Is Crypto a Bust with Zero Trust?

  1. Resource Center
  2. Allied Insights
  3. Is Crypto a Bust with Zero Trust?
By CU Insight with Allied Solutions,
October 18, 2022

Heightened awareness surrounds cybersecurity in the month of October and many are questioning the risks with digital currencies. FIs shouldn’t need to hamper their growth efforts, having the right cybersecurity protocols can protect the institution and its customers from future attacks.

Whether you’ve jumped aboard the crypto train or are cautiously still waiting at the station, the best way to fortify your credit union and the security of your members, is with Zero Trust Architecture (ZTA). That’s to say – “never trust, always verify”, says the concept founder, John Kindervag.
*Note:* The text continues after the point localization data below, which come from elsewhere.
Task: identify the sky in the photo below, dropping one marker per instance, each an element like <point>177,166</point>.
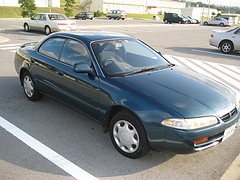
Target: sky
<point>220,2</point>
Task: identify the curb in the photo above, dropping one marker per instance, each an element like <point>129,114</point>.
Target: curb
<point>233,171</point>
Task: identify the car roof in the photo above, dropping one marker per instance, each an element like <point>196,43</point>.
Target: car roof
<point>50,13</point>
<point>91,36</point>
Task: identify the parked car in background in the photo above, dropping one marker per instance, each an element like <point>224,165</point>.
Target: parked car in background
<point>144,101</point>
<point>194,21</point>
<point>217,21</point>
<point>174,18</point>
<point>84,15</point>
<point>49,22</point>
<point>229,19</point>
<point>226,41</point>
<point>116,14</point>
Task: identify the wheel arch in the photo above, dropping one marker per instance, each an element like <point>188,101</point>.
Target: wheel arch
<point>113,111</point>
<point>224,40</point>
<point>22,72</point>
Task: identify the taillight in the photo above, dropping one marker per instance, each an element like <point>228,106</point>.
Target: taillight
<point>62,24</point>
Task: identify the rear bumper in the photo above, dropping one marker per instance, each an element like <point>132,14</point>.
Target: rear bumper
<point>183,141</point>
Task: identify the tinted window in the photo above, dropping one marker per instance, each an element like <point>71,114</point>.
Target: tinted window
<point>52,47</point>
<point>121,57</point>
<point>74,52</point>
<point>37,17</point>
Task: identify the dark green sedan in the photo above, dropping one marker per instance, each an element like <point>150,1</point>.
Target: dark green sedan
<point>144,101</point>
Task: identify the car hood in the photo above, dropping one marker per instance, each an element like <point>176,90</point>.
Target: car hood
<point>67,21</point>
<point>188,93</point>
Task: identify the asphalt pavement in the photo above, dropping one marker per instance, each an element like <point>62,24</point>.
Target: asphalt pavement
<point>233,172</point>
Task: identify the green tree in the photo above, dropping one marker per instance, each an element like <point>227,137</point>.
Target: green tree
<point>28,7</point>
<point>68,7</point>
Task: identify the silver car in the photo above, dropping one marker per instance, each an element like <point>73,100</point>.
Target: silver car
<point>49,22</point>
<point>226,41</point>
<point>217,21</point>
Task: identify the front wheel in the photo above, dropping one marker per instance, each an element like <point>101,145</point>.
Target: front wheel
<point>29,87</point>
<point>48,30</point>
<point>128,135</point>
<point>226,47</point>
<point>26,27</point>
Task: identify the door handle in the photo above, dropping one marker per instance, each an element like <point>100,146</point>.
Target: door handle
<point>60,72</point>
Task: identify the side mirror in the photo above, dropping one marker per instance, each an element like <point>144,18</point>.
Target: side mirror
<point>82,68</point>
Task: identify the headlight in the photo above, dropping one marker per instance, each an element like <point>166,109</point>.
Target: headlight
<point>238,102</point>
<point>192,123</point>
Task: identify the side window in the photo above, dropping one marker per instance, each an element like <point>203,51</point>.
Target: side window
<point>237,32</point>
<point>52,47</point>
<point>37,17</point>
<point>74,52</point>
<point>43,17</point>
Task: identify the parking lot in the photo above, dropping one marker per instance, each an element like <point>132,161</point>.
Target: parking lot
<point>80,142</point>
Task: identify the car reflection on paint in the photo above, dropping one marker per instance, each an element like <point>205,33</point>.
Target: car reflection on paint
<point>144,101</point>
<point>227,41</point>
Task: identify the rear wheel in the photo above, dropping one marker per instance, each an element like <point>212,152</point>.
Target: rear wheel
<point>128,135</point>
<point>226,47</point>
<point>29,87</point>
<point>48,30</point>
<point>26,27</point>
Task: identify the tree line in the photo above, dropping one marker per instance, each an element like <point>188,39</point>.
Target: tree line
<point>28,7</point>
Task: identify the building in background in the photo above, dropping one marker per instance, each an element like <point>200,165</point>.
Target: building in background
<point>39,3</point>
<point>133,6</point>
<point>199,12</point>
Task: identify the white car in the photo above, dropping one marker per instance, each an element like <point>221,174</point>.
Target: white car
<point>217,21</point>
<point>226,41</point>
<point>49,22</point>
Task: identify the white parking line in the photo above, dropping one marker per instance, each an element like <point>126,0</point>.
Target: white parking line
<point>45,151</point>
<point>227,55</point>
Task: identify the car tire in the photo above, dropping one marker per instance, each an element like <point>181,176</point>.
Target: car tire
<point>226,47</point>
<point>128,135</point>
<point>47,30</point>
<point>29,87</point>
<point>26,27</point>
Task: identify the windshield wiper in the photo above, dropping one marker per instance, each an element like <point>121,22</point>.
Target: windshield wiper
<point>150,68</point>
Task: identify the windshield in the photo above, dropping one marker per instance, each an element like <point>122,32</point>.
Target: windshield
<point>233,29</point>
<point>126,57</point>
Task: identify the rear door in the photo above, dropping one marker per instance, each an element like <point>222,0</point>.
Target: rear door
<point>236,39</point>
<point>55,76</point>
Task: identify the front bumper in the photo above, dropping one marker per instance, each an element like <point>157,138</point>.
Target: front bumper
<point>181,141</point>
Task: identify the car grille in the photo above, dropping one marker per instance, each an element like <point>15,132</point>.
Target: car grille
<point>227,116</point>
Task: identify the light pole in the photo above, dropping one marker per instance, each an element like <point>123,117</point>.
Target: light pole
<point>208,8</point>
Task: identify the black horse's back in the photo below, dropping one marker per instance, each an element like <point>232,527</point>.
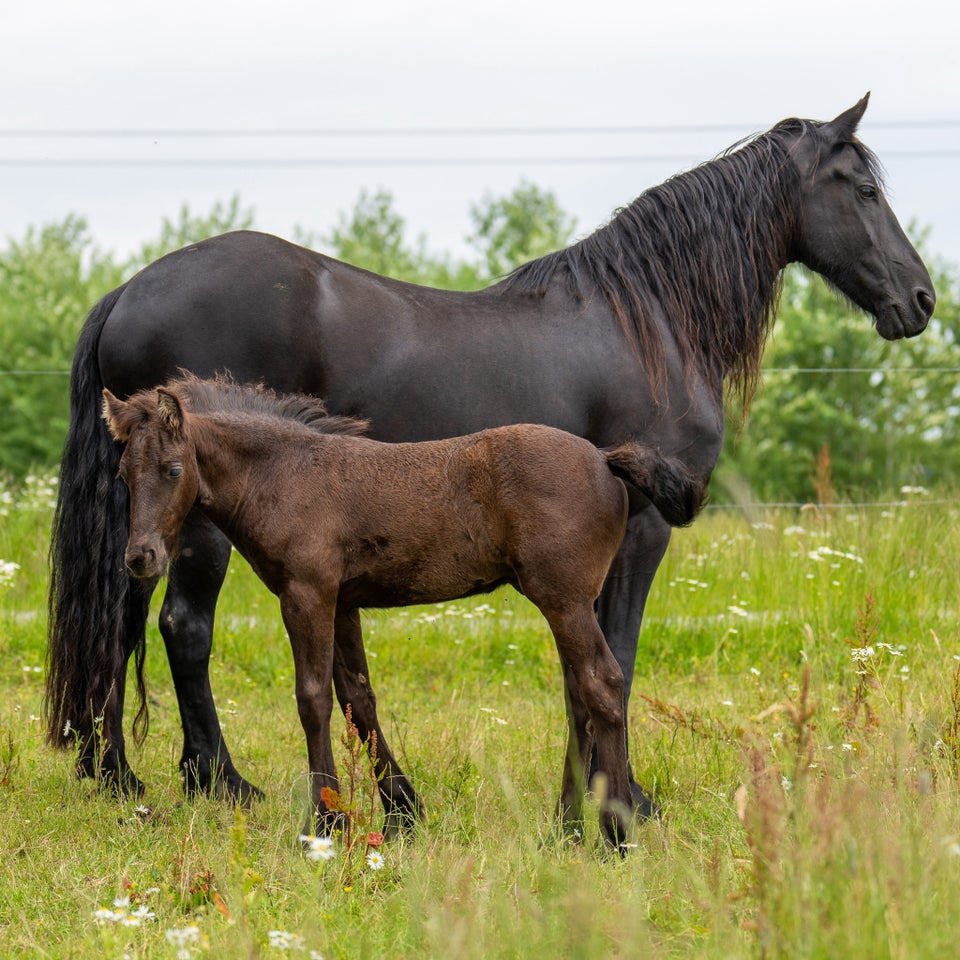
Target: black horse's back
<point>234,302</point>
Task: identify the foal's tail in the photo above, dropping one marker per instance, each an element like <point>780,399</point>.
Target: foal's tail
<point>676,494</point>
<point>93,612</point>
The 5 pillars of zero trust architecture

 

The 5 pillars of zero trust:

  • People/User Trust
  • Device Trust 
  • Network Trust 
  • Application Trust 
  • Data Trust 

This concept might be known by another name within your organization, or just in the beginning stages of implementation. Regardless of where you are in the process, ZTA means diving into complexity, utilizing your budget, and dedicating time, if your credit union doesn’t already. To achieve success, it’s vital to find the right balance between your people, processes, and technology.

 

Drawing back the digital curtain

It’s widely believed that cryptocurrencies like Bitcoin and Ethereum or other forms of digital currency will change the future of global finance. These digital assets are decentralized, independent, and unregulated, operating free of central banks. These features make them both attractive and free of fees. This fact alone presents an excellent opportunity for both companies and individuals to attain wealth, which is also why there’s an increased concern around cybersecurity. For every opportunity to make money, there is an equal, if not greater, desire by bad actors to exploit it.